Two weeks ago Darcy Goodwin, who runs Five Loaves Mobile Soup Kitchen, said he was approached by a council health inspector who found a live cockroach in the back of his van which he uses to transport food for the needy.
The health inspector ordered Mr Goodwin to have the van cleaned and not to drive with food in it until he had passed another council inspection or else risk a $600 fine.
Despite having the van professionally fumigated and cleaned with a pressure gun, plus cleaning it three times himself, the health inspector on Monday morning again refused permission for him to transport food until he cleaned the van's rubber window seals.
Mr Goodwin, who feeds around 150 disadvantaged people every week, said council had thrown his much needed service into jeopardy.
"I've been threatened that $600 would be the fine if I'm caught with a loaf of bread," he said.
"I've been on the road for 25 years and this is the first time I've ever had harassment from council."
Five Loaves volunteer Barry Usher said dozens of needy people had already gone without meals thanks to the van being forced off the road by an over-zealous health inspector.

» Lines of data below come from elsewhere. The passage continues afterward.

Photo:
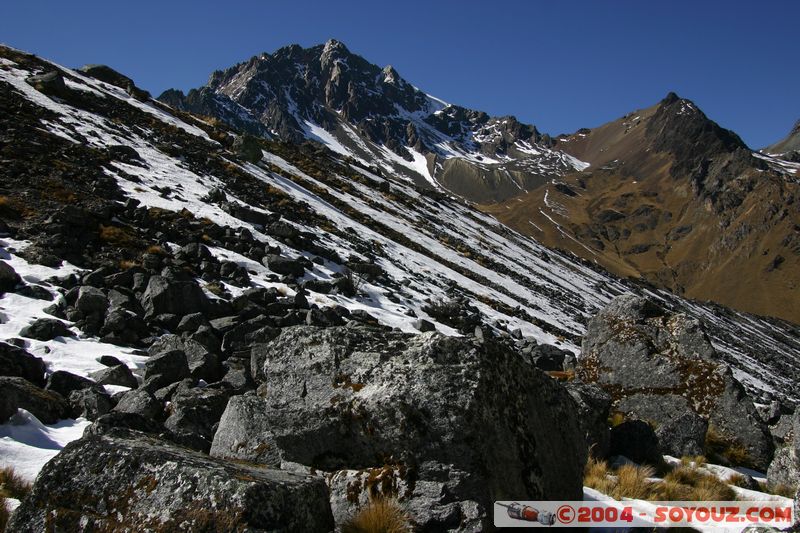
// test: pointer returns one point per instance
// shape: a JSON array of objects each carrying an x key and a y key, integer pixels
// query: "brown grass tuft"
[
  {"x": 116, "y": 236},
  {"x": 632, "y": 482},
  {"x": 720, "y": 445},
  {"x": 381, "y": 515},
  {"x": 778, "y": 489},
  {"x": 12, "y": 485}
]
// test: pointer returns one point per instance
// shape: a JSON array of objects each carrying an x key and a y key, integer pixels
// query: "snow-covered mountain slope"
[
  {"x": 674, "y": 198},
  {"x": 128, "y": 165},
  {"x": 357, "y": 109}
]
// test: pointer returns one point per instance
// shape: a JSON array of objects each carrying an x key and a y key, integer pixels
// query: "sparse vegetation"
[
  {"x": 633, "y": 482},
  {"x": 12, "y": 485},
  {"x": 381, "y": 515},
  {"x": 682, "y": 483},
  {"x": 719, "y": 446},
  {"x": 115, "y": 235},
  {"x": 778, "y": 489}
]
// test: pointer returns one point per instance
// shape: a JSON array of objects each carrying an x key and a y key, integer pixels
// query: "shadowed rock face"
[
  {"x": 471, "y": 417},
  {"x": 125, "y": 481},
  {"x": 659, "y": 366}
]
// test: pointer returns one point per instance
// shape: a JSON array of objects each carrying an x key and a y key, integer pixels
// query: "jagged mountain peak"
[
  {"x": 329, "y": 94},
  {"x": 789, "y": 146}
]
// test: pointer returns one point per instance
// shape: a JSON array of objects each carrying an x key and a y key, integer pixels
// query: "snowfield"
[{"x": 446, "y": 247}]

"If you saw the people who were eating the food they'd eat the bloody cockroaches," Mr Usher said.
Council public health officer Cameron Smith said while they recognised Mr Goodwin's good work, it was important that council complied with the Food Act 2003.

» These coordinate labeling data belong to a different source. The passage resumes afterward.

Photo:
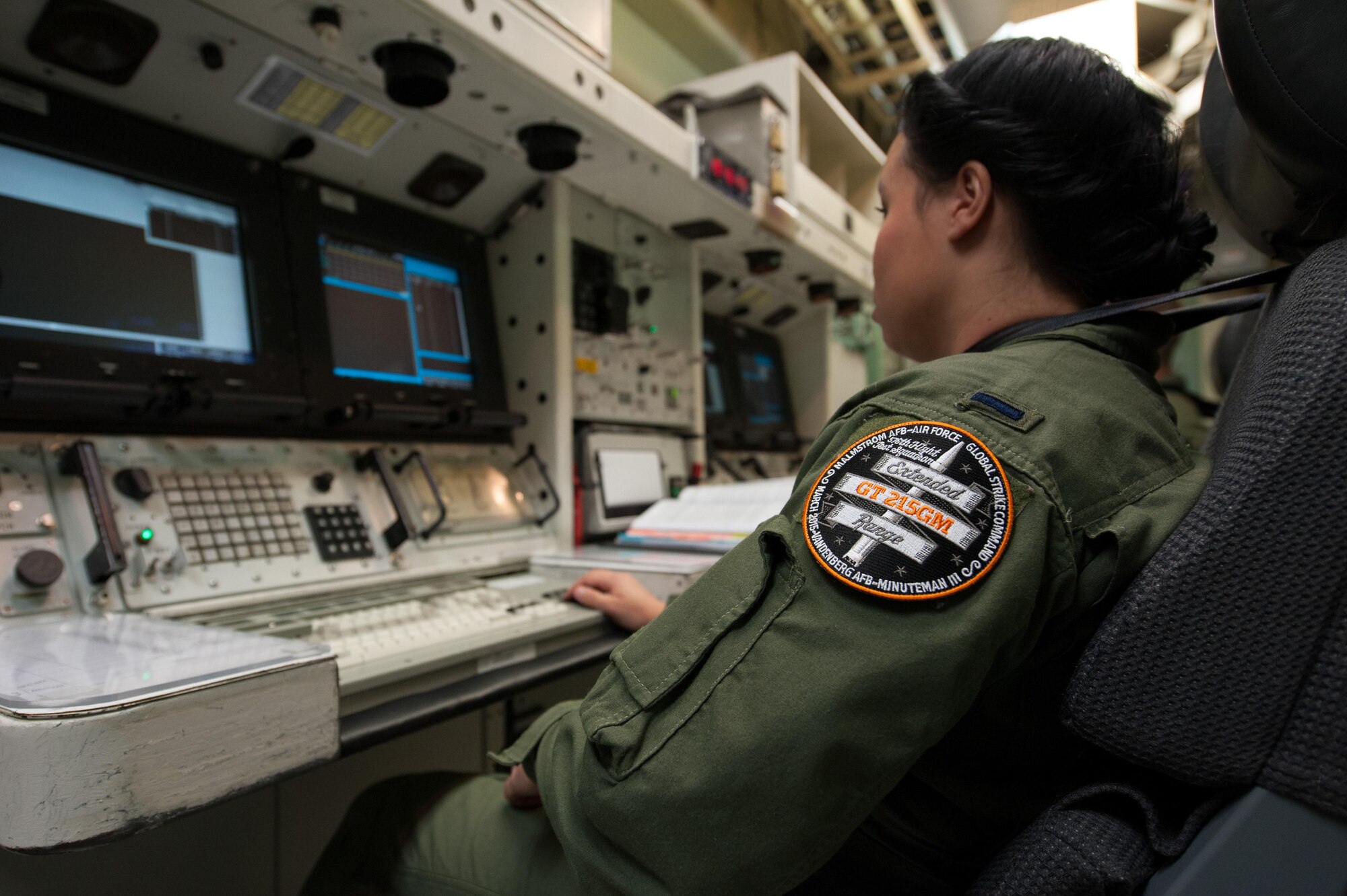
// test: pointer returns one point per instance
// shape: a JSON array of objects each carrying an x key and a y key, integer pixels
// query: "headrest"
[{"x": 1274, "y": 124}]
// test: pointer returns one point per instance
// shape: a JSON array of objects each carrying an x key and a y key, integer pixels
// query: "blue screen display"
[{"x": 395, "y": 318}]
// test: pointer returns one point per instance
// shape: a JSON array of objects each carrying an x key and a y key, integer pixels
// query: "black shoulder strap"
[{"x": 1182, "y": 318}]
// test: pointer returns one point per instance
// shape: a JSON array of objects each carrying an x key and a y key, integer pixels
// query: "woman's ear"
[{"x": 969, "y": 199}]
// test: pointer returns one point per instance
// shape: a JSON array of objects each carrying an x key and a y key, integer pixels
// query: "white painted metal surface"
[{"x": 111, "y": 763}]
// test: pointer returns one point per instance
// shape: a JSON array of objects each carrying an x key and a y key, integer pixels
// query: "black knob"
[
  {"x": 212, "y": 55},
  {"x": 38, "y": 568},
  {"x": 134, "y": 482}
]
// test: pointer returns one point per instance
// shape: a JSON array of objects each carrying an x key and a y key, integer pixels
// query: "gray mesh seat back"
[{"x": 1226, "y": 660}]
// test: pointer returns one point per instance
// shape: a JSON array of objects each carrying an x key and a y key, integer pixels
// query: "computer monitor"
[
  {"x": 395, "y": 316},
  {"x": 100, "y": 260},
  {"x": 748, "y": 403},
  {"x": 135, "y": 257}
]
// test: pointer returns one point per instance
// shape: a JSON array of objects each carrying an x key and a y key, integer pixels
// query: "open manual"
[{"x": 709, "y": 518}]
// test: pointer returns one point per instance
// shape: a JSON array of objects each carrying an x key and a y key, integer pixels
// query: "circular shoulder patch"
[{"x": 914, "y": 512}]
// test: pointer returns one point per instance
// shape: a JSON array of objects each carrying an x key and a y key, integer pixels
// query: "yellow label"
[
  {"x": 364, "y": 127},
  {"x": 312, "y": 101}
]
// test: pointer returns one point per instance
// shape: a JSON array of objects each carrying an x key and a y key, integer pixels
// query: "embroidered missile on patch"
[{"x": 914, "y": 512}]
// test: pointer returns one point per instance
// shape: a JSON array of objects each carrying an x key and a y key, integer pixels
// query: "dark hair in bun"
[{"x": 1086, "y": 156}]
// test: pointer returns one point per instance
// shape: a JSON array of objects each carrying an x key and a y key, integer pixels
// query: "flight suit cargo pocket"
[{"x": 663, "y": 675}]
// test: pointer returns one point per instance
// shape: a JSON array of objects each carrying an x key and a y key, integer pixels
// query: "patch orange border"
[{"x": 1006, "y": 540}]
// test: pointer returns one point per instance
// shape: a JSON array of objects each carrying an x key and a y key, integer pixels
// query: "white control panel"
[
  {"x": 634, "y": 380},
  {"x": 185, "y": 525}
]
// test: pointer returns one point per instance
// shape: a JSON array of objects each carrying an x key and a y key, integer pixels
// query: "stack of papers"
[{"x": 709, "y": 518}]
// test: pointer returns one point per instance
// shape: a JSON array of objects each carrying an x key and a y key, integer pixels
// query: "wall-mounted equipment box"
[{"x": 830, "y": 167}]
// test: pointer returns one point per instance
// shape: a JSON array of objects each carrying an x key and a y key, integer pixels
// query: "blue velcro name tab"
[{"x": 996, "y": 404}]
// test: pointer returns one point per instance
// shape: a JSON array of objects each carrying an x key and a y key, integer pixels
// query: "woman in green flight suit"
[{"x": 861, "y": 697}]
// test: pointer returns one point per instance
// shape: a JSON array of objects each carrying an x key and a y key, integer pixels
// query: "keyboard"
[{"x": 391, "y": 634}]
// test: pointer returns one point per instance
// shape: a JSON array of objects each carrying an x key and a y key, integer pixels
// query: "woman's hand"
[
  {"x": 619, "y": 596},
  {"x": 521, "y": 790}
]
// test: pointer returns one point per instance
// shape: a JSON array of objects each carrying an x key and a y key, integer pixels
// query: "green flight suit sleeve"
[{"x": 737, "y": 740}]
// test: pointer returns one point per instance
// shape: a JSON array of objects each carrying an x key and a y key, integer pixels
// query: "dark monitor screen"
[
  {"x": 716, "y": 404},
  {"x": 395, "y": 318},
  {"x": 763, "y": 386},
  {"x": 748, "y": 404},
  {"x": 96, "y": 260}
]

"Council services and provides repairs to Mr Goodwin's vehicles and during a routine service it was identified there may need to be improvements to the food safety measures," Mr Smith said.
"Council and food safety staff have been working with Mr Goodwin to ensure food safety standards are up to scratch."
After another inspection on Monday afternoon, Mr Goodwin was permitted back on the road.